I was walking my 3 year old boy, Anselm John “AJ,” into Headstart the second week of his program. Another family was just paces ahead of us and I overheard the young boy say to his mother, “that boy is in my class,” and he turned back to say “Hi AJ” and we kept walking. I knew that the young boy knew AJ would not respond. I then heard the mom say, “I don’t think he is in your class” and the boy said “he is” and then she said sternly, “then why did he not respond?” I came to that little boy’s rescue, “AJ does not communicate, that is why he is in this program.” She responded, “oh.”
AJ is well loved by children. There are those in church who always try to engage him and my favorite are those on the playground who met him for the first time and follow him around. Often, they ask why he doesn’t talk and I would respond “he is two” (all the way up to his last birthday) and I should add AJ is quite tall for his age. I feel the children understand that he is a very loving and fun boy. He is bright as well, but he does not use words to communicate. He is not great at eye contact or pretend play. If you want to know a letter, he’s your boy. There are also a growing number of words he can spell and he will count up and down, and ignore everyone in the room. Nap time is a chore for the aides for he would rather recite letters and spell words and not do so quietly.
Many tell us not to worry, and I am pretty sure we the parents are not worrying, beyond the normal worry parents do, right down to checking on them before going to sleep ourselves. A lot of people, who don’t know him well, tell us he will grow out of it, and I am sure he will, but it may take some special help. I had special help for my dyslexia. This week he is being tested by numerous professionals to determine if he is autistic. I assume he will be “on the spectrum.” I am fine with that, and I know he is fine with it, especially if he has a book with letters in it.
Church needs to be a place where we understand differences, especially differences that make us uncomfortable.
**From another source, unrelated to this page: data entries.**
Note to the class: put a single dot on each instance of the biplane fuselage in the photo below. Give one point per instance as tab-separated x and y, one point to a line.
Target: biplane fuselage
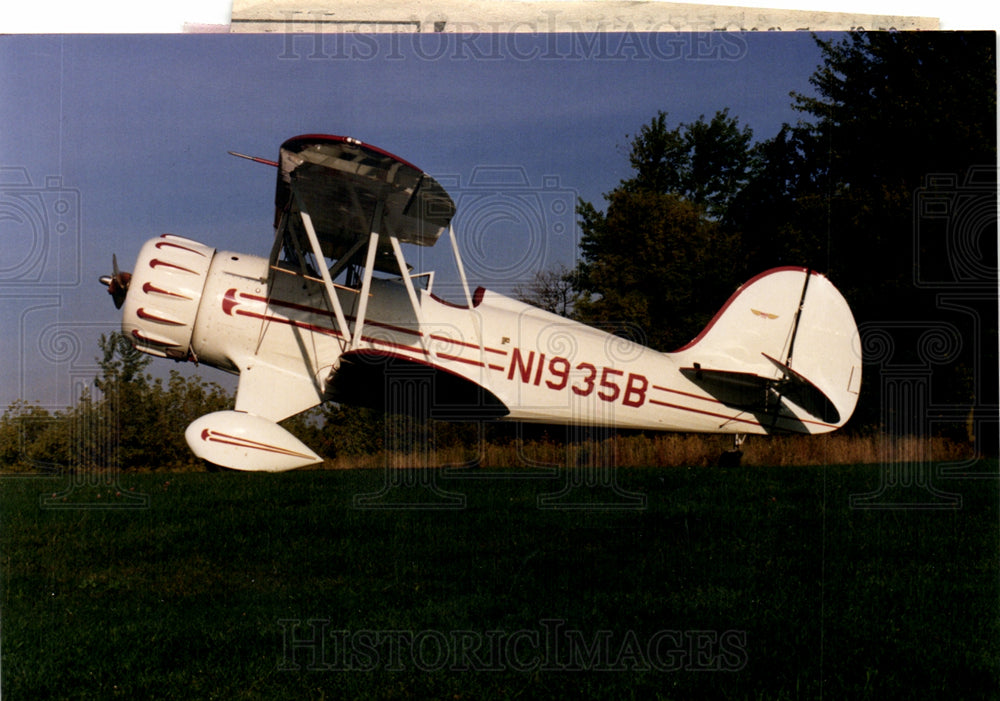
297	338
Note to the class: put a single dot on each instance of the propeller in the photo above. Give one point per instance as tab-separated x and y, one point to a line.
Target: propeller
117	283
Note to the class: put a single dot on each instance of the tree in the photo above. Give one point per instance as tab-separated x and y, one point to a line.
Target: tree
662	259
704	162
891	110
551	289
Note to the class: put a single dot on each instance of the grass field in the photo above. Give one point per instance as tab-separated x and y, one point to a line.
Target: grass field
641	583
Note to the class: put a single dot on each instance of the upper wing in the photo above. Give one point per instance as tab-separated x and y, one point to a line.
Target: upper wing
350	190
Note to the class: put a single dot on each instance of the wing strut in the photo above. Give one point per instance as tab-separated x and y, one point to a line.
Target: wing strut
331	292
366	280
408	283
458	264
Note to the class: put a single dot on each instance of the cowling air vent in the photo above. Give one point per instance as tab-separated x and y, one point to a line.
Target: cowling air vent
164	294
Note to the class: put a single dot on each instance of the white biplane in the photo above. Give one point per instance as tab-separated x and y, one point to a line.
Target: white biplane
334	313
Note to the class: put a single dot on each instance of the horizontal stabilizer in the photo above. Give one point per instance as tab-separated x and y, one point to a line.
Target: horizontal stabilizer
805	393
745	390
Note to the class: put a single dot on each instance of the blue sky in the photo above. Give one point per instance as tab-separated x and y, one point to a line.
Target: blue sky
108	141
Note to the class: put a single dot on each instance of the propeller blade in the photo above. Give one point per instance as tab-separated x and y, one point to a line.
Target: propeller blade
117	283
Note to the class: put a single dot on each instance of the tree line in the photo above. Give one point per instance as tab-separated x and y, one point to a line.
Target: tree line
887	185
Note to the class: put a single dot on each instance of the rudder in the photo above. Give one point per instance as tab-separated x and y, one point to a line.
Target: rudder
784	344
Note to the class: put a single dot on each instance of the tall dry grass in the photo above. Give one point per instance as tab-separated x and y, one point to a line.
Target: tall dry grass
673	450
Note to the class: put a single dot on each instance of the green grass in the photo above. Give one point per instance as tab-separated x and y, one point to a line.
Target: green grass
744	583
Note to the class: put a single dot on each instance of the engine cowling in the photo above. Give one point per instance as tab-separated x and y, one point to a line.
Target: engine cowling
164	294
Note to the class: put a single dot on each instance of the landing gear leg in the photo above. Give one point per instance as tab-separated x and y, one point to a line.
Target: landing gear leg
731	458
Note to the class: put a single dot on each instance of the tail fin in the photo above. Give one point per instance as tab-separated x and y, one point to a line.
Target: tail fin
784	347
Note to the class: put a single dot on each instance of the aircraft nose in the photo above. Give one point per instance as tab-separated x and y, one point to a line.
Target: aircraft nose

I realize from the numerous conversations I have people either want to ignore and deny it, or they want me to be confident it is going to be fine. Both make me feel angst. I want to scream, but I don’t–I am the preacher. I would scream that we the parents mourn the loss of the idealized child and every parent will eventually have that experience (or at least should) let us have that experience. It’s normal. Or we know there is something different–we live with him, he has had some tests, let us have our new normal–yes it is fine, and he is himself. The children are the ones who get it; AJ is different, but he is their friend. The children see him as part of their group, even if he doesn’t talk to them, or play with them. They are happy even if he only engages for a moment. I remember one older child who never heard AJ say something, come running to my wife to tell how he said something, and they know to celebrate his progress and encourage it. They are his best teachers.
I cannot help but think about how Thomas needed to see the scars to know the resurrected Jesus. The theologian and sociologist, Nancy Eiesland, who died at 44 on March 10, 2009 was what we often label “disabled” from a congenital bone defect. She would state that she would hope she would still be disabled in heaven. ”The reason, which seems clear enough to many disabled people, was that her identity and character were formed by the mental, physical and societal challenges of her disability. She felt that without her disability, she would ‘be absolutely unknown to myself and perhaps to God.’”(NYT March 21, 2009)
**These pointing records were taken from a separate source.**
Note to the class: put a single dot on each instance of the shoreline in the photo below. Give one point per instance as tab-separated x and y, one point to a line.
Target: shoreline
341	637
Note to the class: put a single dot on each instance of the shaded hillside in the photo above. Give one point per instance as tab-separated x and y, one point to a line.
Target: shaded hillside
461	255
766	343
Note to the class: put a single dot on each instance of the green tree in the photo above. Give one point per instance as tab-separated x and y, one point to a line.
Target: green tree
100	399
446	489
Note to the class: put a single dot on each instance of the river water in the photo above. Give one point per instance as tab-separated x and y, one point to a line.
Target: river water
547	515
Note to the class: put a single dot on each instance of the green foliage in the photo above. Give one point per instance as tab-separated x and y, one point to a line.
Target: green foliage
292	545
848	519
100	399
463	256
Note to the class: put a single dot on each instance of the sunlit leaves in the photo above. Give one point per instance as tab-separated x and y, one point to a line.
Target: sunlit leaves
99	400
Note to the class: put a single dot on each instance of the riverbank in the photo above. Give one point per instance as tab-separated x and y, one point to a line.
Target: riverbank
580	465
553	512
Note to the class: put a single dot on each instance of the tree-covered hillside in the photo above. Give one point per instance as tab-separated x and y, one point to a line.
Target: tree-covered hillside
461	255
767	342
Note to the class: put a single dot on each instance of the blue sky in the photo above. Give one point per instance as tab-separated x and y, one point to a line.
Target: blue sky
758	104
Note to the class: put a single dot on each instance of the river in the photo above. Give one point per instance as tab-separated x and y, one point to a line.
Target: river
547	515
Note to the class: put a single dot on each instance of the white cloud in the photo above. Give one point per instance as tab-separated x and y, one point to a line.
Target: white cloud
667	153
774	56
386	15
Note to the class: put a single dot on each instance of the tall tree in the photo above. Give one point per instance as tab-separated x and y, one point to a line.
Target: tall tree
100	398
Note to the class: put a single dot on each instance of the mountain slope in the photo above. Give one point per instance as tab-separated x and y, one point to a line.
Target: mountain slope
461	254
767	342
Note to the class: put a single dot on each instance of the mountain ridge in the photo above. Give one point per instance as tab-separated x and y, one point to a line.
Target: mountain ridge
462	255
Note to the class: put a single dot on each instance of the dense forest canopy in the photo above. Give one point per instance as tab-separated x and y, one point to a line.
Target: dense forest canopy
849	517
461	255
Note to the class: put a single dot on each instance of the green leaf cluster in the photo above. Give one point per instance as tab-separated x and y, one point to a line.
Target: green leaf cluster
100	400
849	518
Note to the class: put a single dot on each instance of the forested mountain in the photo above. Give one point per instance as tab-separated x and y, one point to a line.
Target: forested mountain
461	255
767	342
When Jesus appears in the locked room, He displays his scarred hands and His side to identify Himself. The disciples would have known Jesus’ face and voice as this was their teacher, their friend, their Lord, yet Jesus displays his wounds. It must be important. He did not erase those wounds even though He conquered death itself. He comes to the disciples to identify himself as scarred and perfect, and us today as well. Jesus breathes the Holy Spirit upon the disciples directly. The church was created and “called-out” with this breath. Thus Jesus is telling us who we are with His scarred hands. We are the Body of Christ with our own scarred and perfect bodies. We participate in the resurrection with our differently able bodies, though not all of our differences are visible.
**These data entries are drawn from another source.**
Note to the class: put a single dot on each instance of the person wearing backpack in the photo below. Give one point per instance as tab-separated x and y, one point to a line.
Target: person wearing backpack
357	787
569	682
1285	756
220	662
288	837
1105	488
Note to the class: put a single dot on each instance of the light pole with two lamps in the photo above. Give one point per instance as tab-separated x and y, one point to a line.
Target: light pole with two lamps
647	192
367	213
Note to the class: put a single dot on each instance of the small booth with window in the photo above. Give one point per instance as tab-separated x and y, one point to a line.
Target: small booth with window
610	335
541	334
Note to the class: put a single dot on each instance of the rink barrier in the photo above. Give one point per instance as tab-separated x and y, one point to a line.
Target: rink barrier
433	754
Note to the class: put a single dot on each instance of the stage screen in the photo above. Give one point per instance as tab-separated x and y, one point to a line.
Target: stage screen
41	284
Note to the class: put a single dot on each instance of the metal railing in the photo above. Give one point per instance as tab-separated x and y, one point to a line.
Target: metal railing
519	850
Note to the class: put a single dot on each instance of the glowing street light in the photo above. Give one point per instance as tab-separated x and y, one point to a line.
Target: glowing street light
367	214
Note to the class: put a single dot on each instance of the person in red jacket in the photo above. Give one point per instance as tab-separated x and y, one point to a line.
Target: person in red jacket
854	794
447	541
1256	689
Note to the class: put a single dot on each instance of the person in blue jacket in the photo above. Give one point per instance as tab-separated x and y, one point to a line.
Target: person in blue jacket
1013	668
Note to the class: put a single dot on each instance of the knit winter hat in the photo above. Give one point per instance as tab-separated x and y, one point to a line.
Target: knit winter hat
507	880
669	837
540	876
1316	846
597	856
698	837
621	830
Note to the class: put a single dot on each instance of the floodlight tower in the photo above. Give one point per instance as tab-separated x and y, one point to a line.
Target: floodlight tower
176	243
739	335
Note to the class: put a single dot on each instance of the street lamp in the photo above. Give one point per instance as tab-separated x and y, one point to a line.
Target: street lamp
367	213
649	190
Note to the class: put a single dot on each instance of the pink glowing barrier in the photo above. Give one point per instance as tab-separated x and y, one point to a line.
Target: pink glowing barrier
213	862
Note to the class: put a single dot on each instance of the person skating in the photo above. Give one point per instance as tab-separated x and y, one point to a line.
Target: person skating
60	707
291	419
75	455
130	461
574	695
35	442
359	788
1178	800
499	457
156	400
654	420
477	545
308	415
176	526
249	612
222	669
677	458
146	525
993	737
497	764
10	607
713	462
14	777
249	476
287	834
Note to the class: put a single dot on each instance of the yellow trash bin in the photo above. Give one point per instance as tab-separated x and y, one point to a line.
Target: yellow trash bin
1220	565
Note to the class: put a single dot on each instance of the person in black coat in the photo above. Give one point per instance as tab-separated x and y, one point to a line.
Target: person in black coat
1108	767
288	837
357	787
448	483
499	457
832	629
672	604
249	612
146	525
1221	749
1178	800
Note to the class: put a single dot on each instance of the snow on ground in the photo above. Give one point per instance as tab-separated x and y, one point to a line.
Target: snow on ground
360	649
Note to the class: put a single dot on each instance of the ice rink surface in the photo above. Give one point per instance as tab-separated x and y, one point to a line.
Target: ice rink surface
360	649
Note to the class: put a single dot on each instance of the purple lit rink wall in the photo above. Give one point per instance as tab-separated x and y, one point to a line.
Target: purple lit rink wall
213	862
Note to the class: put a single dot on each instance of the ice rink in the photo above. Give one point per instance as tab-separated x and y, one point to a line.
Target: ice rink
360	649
For my son is perfect even if he struggles with eye contact and communication, even if he ends up “on the spectrum.” There may not be a physical scar, but he is differently abled. How as a church do we recognize that our Lord not only showed His hands to show who He was to Thomas, but who we, the followers, are as well. Like I said above, I came to the rescue of the little boy, who knew AJ was in his class, who knew that AJ would not respond, who said hello with the hope AJ may engage him, for the boy that will probably, among others, help teach AJ to communicate better. I rescued this boy who was being questioned by his mother by being blunt: “AJ doesn’t communicate.” I did not come to the rescue of my son. He will be perfect, if we as a church and society can understand what children understand.